Detto in altre parole, il calo di produttività ha fatto aumentare il valore reale del costo del lavoro, mentre il valore nominale cresceva in linea con il resto dell’eurozona. Quindi ci hanno perso tutti: sia gli imprenditori che i lavoratori.
L’analisi si approfondisce se guardiamo all’andamento del tasso effettivo di cambio (REER, real effective exchange rate) basato sul confronti fra i prezzi dei partner e sul confronto fra il valore nominale dell’ULC.
I grafici mostrano che il REER calcolato sui valori nominali dell’ULC vede per l’Italia una crescita costante. Fatto 100 il valore del 1999 il REER è arrivato a sfiorare 120 nel 2009 per poi ripiegare verso 115 dal 2011 in poi. Al contrario il REER tedesco è sceso a 90. Quindi è come se noi avessimo rivalutato il costo del lavoro rispetto alla Germania e la Germania svalutato rispetto a noi.

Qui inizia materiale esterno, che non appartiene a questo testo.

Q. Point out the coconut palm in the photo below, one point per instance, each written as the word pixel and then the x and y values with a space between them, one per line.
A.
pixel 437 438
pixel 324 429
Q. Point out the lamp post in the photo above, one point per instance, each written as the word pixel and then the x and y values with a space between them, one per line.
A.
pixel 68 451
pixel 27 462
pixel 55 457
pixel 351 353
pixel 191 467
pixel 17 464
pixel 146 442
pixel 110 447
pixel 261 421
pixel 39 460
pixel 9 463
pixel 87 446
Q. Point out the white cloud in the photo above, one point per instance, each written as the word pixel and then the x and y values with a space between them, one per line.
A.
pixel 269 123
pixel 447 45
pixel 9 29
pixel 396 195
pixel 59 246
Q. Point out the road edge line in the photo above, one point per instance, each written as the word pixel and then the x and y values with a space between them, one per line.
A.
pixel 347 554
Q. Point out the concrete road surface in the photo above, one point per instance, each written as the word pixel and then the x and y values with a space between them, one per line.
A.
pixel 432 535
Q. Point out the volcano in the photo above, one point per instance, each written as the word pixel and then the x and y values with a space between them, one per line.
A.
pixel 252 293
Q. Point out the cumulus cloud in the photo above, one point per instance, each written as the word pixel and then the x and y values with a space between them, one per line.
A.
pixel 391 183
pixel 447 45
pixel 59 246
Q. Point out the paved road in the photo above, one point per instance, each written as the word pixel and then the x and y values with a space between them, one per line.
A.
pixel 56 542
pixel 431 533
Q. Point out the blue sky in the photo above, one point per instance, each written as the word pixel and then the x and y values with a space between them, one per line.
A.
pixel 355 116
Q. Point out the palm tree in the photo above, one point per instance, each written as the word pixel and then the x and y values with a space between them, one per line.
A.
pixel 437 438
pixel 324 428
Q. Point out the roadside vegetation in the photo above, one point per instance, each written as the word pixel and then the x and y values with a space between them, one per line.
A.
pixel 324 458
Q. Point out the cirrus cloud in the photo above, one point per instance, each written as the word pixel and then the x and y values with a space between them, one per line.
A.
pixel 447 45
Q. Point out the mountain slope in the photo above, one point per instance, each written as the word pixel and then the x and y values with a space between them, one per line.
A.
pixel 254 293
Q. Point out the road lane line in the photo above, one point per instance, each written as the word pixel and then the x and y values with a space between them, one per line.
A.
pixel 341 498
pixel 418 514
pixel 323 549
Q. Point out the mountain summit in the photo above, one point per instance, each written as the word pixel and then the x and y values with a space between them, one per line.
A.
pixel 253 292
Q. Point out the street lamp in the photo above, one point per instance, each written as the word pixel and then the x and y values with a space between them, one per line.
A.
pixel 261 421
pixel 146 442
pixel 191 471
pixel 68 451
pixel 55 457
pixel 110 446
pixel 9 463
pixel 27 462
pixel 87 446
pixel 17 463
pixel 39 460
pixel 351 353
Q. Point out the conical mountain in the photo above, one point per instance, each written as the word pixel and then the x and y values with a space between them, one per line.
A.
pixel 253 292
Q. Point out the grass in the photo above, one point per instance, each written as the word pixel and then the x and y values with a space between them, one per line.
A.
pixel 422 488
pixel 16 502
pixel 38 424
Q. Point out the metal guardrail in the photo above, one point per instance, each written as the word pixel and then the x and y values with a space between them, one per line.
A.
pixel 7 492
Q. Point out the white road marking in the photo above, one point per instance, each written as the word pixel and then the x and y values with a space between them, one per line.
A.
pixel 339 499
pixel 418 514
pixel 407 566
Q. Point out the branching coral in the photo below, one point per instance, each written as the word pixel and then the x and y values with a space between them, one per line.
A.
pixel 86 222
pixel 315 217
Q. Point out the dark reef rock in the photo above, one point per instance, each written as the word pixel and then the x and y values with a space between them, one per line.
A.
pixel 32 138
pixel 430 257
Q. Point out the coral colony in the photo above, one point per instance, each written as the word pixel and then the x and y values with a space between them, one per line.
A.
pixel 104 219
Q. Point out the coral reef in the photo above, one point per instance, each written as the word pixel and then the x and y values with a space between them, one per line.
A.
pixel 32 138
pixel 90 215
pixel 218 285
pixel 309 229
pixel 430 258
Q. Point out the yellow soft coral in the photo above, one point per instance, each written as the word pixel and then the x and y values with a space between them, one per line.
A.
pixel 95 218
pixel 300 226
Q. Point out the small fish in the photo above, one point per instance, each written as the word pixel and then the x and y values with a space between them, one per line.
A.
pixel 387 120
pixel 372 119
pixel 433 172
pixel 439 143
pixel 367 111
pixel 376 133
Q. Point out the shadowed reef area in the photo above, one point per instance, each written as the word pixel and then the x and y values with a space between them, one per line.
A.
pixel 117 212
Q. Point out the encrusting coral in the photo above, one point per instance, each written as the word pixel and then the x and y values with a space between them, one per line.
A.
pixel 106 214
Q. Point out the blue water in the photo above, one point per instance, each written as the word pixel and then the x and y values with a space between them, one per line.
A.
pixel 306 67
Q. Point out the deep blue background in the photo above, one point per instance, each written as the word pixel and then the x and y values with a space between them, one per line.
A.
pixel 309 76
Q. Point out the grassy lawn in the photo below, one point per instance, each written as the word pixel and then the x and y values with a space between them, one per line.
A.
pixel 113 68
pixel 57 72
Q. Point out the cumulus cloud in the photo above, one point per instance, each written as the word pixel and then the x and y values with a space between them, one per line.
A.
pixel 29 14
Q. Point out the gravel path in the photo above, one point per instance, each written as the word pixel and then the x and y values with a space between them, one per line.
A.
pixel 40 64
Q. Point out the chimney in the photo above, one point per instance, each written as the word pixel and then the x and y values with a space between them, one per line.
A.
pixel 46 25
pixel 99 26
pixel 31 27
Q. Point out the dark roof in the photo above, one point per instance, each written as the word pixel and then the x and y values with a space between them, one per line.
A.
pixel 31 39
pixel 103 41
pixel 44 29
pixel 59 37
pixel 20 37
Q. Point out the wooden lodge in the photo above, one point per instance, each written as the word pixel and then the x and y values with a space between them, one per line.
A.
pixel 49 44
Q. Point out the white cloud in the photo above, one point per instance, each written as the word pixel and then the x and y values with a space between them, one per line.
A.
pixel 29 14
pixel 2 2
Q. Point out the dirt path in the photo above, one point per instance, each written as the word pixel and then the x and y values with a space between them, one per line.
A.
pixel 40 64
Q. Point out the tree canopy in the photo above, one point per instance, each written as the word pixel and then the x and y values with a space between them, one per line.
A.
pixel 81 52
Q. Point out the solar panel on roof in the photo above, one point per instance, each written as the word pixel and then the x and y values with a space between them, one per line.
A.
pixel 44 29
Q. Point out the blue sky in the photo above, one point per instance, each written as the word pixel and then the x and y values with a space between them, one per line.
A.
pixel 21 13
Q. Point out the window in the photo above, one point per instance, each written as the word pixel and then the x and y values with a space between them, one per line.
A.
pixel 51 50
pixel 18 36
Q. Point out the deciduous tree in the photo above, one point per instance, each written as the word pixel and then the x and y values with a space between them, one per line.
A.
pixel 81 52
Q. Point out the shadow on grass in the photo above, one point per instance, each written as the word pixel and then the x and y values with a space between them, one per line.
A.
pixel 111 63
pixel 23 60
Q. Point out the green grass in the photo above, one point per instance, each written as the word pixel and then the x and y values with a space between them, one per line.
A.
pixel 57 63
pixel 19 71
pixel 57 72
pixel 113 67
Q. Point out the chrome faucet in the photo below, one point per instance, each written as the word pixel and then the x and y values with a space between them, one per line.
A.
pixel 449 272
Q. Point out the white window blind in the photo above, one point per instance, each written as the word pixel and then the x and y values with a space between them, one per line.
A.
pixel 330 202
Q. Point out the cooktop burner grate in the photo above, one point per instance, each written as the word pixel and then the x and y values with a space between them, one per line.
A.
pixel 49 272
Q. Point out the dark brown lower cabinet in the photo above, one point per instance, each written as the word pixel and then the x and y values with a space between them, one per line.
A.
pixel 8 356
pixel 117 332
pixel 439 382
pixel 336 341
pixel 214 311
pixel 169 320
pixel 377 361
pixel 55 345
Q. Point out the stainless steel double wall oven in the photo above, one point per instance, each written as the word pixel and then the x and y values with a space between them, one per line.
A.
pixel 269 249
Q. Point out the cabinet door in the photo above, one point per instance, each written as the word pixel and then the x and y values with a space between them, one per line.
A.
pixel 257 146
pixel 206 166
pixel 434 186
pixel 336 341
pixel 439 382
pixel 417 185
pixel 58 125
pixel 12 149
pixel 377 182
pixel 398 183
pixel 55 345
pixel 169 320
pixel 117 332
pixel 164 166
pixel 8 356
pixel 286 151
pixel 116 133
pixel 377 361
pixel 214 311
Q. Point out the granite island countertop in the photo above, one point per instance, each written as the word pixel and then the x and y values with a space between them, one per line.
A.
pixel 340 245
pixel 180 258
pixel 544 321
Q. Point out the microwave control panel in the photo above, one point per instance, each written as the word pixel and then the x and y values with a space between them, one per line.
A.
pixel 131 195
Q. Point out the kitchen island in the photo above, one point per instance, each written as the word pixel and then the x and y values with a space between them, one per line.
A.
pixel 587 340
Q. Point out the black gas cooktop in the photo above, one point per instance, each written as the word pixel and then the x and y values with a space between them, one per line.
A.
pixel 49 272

Se andiamo a vedere il REER basato sui prezzi alla produzione, la situazione è appena un po’ più equilibrata, ma dice molto su quello che è successo dal 2001 in poi. L’indice sul REER italiano, che quotava 100 nel 1999 è sceso a 90 nel 2000, mentre quello tedesco arrivara a 85, e ha seguito l’andamento di quello tedesca, in lieve ripresa dal 2002 in poi, fino a quando le curve non hanno iniziato a separarsi. A ottobre 2013, fra l’indice italiano e quello tedesco c’è una differenza di una decina di punti a nostro (s)favore (nel senso che è più alto il REER italiano). Quindi anche l’analisi del tasso di cambio reale basato sui prezzi mostra che l’Italia ha rivalutato e la Germania svalutato.
Nell’analisi della Commissione tale andamento contrario alla logica (un paese in surplus dovrebbe rivalutare non svalutare il cambio reale) deriva proprio dal calo della produttività, che in fatti in Italia è crollata (1999=100, 2011=95), mentre in Germania è aumentata (1999=100, 2011=110). Ma sarebbe interessante chiedersi se il calo della produttività non sia stato determinato proprio dalla rivalutazione reale piuttosto che il contrario.

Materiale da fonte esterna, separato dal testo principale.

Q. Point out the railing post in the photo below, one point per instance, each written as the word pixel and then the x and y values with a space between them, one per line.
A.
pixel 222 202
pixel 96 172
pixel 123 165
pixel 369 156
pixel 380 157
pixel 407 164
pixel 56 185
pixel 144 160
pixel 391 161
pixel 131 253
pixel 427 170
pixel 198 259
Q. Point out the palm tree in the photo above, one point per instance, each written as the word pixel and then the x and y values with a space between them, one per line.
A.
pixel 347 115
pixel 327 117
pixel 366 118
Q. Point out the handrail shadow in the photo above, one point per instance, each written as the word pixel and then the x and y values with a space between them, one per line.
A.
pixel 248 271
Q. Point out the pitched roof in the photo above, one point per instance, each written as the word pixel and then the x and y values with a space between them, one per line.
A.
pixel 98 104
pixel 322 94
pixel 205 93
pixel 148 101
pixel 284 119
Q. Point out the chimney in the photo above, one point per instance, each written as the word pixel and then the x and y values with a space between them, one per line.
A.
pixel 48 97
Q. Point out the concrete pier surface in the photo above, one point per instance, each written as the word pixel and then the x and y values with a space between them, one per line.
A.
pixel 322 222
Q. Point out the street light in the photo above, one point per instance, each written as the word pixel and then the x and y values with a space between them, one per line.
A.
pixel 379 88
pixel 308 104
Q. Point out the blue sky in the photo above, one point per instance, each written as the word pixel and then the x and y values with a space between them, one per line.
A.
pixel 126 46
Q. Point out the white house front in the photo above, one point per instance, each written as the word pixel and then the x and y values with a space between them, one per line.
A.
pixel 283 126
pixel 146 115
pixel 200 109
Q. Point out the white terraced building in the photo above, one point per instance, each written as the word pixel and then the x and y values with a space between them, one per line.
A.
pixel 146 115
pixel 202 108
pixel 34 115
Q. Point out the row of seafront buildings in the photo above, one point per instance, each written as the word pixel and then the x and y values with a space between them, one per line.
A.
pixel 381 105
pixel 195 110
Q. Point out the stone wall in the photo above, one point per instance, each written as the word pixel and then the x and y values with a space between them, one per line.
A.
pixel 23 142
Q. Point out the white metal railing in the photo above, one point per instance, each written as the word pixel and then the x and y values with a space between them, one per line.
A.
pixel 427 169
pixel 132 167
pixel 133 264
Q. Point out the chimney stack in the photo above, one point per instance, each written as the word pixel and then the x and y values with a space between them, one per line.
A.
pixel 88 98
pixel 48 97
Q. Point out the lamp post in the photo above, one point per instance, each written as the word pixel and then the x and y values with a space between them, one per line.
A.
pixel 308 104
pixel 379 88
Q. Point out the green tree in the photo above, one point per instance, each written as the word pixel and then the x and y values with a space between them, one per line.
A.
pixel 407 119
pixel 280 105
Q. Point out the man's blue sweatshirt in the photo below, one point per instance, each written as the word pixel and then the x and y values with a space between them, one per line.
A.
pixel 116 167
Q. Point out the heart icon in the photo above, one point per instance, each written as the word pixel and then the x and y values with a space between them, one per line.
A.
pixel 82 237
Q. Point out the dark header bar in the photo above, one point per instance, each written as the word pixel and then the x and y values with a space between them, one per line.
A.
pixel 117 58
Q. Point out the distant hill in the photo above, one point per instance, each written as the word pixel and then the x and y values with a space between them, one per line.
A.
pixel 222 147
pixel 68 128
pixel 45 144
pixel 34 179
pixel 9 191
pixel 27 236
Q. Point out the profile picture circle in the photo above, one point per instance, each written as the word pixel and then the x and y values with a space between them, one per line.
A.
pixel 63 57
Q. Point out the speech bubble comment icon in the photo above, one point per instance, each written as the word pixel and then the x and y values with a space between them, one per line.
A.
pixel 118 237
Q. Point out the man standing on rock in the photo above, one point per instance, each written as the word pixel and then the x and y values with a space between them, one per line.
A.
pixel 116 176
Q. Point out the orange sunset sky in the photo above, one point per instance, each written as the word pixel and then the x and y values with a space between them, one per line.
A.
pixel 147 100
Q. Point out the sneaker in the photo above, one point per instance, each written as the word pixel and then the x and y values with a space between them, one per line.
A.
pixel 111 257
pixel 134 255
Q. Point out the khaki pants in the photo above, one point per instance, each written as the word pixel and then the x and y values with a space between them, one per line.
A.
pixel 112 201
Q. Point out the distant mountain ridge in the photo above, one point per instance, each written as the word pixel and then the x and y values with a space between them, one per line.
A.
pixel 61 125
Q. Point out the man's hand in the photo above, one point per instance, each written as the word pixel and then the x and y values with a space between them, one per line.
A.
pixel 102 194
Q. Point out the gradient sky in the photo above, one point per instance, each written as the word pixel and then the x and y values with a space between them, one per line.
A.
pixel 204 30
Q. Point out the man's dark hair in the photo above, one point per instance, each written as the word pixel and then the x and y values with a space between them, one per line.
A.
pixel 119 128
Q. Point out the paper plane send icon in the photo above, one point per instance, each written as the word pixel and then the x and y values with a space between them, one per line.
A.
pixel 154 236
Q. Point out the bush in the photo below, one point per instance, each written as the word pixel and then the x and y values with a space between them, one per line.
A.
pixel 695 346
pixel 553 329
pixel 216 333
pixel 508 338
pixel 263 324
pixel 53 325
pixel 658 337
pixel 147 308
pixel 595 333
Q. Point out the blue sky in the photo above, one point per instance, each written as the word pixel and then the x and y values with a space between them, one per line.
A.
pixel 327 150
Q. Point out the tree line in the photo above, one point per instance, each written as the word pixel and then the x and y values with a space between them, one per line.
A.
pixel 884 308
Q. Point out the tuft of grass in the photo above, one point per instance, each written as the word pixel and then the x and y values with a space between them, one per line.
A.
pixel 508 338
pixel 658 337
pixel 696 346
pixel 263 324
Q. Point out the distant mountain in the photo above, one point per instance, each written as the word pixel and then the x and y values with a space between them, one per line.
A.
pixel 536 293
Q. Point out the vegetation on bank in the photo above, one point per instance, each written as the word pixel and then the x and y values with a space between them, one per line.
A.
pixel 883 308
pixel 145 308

Questa domanda non appare fra le riflessioni della commissione. Forse perché somiglia alla celebre disputa sull’uovo e la gallina. Epperò è determinante, giunti a questo punto del viaggio.

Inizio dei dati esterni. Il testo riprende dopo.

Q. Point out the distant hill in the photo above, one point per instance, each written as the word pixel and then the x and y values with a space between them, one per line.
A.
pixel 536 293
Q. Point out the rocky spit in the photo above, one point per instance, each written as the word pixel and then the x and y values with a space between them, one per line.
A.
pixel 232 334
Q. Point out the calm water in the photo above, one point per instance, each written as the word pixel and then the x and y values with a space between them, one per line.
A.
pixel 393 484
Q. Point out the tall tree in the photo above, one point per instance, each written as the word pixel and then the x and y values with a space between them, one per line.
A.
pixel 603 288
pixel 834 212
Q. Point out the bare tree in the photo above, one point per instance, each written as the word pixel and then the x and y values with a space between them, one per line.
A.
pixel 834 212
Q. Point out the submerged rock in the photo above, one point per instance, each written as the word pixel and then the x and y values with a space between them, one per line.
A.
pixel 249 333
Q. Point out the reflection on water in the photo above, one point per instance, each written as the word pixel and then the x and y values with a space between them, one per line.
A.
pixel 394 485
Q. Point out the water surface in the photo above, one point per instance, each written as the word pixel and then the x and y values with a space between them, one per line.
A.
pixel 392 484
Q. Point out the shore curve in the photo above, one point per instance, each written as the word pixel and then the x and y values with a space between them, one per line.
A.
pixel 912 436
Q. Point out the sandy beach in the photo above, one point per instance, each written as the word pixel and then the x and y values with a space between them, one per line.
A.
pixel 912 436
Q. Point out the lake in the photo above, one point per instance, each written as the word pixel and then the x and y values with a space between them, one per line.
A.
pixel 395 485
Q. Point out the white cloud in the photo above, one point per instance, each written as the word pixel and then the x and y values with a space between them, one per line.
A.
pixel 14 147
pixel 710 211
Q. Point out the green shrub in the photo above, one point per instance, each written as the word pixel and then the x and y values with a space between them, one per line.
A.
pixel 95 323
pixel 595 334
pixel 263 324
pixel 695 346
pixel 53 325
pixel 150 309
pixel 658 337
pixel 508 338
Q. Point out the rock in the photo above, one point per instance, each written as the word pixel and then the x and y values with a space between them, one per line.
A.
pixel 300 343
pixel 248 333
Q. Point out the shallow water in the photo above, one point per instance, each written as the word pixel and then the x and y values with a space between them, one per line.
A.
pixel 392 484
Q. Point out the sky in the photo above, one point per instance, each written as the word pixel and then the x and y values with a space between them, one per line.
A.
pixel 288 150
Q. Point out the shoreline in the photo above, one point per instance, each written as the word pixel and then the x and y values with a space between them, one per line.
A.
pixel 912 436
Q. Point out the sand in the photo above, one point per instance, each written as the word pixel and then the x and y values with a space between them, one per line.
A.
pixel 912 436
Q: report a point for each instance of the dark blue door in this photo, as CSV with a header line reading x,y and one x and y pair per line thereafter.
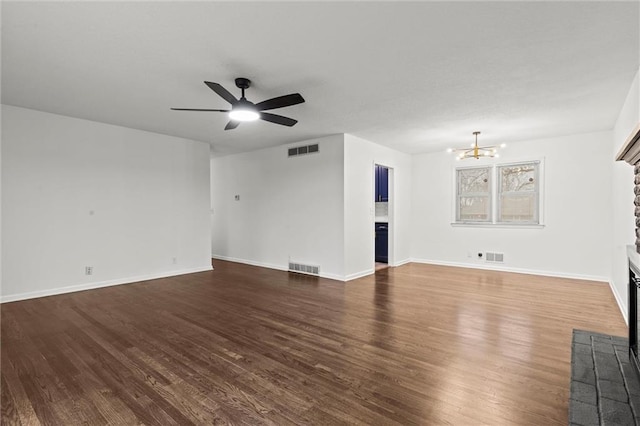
x,y
382,183
382,242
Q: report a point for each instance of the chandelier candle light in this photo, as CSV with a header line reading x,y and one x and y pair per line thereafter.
x,y
477,151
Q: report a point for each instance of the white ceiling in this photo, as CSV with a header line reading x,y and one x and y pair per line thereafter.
x,y
415,76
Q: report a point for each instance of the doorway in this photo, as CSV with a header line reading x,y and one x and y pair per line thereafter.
x,y
382,203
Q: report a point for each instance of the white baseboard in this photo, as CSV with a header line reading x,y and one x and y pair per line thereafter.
x,y
100,284
623,306
273,266
494,267
250,262
401,262
359,274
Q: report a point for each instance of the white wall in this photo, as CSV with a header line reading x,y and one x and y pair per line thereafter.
x,y
622,196
575,240
78,193
359,160
289,208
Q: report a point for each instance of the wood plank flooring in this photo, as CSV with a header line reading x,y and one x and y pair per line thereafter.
x,y
417,344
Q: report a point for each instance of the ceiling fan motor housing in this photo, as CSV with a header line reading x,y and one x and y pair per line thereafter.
x,y
243,83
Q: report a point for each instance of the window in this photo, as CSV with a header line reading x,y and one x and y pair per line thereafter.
x,y
518,199
499,194
474,195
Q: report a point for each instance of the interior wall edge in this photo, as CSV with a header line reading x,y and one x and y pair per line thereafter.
x,y
100,284
620,302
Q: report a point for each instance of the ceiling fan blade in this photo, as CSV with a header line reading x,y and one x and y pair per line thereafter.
x,y
278,119
280,102
222,92
231,125
197,109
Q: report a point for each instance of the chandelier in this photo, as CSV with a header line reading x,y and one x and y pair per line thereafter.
x,y
476,151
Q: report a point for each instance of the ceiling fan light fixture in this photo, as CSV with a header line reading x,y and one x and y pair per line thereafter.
x,y
243,114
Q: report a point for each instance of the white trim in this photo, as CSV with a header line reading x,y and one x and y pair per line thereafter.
x,y
514,270
284,268
400,263
250,262
100,284
621,306
360,274
497,225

Provo a riformulare la domanda: se non fossimo entrati nell’euro, negli anni ’90, la nostra produttività avrebbe subito lo stesso crollo che ha subito?
Ovviamente non lo sapremo mai. Contentiamoci di tenere a mente la domanda che quelli di Bruxelles mai avrebbero potuto fare per ragioni di bottega.
Se queste sono le premesse. La conclusione non può che essere quella iniziale: bisogna stimolarla, questa benedetta produttività stagnante.
A questo punto dovrebbe essere pure chiaro come.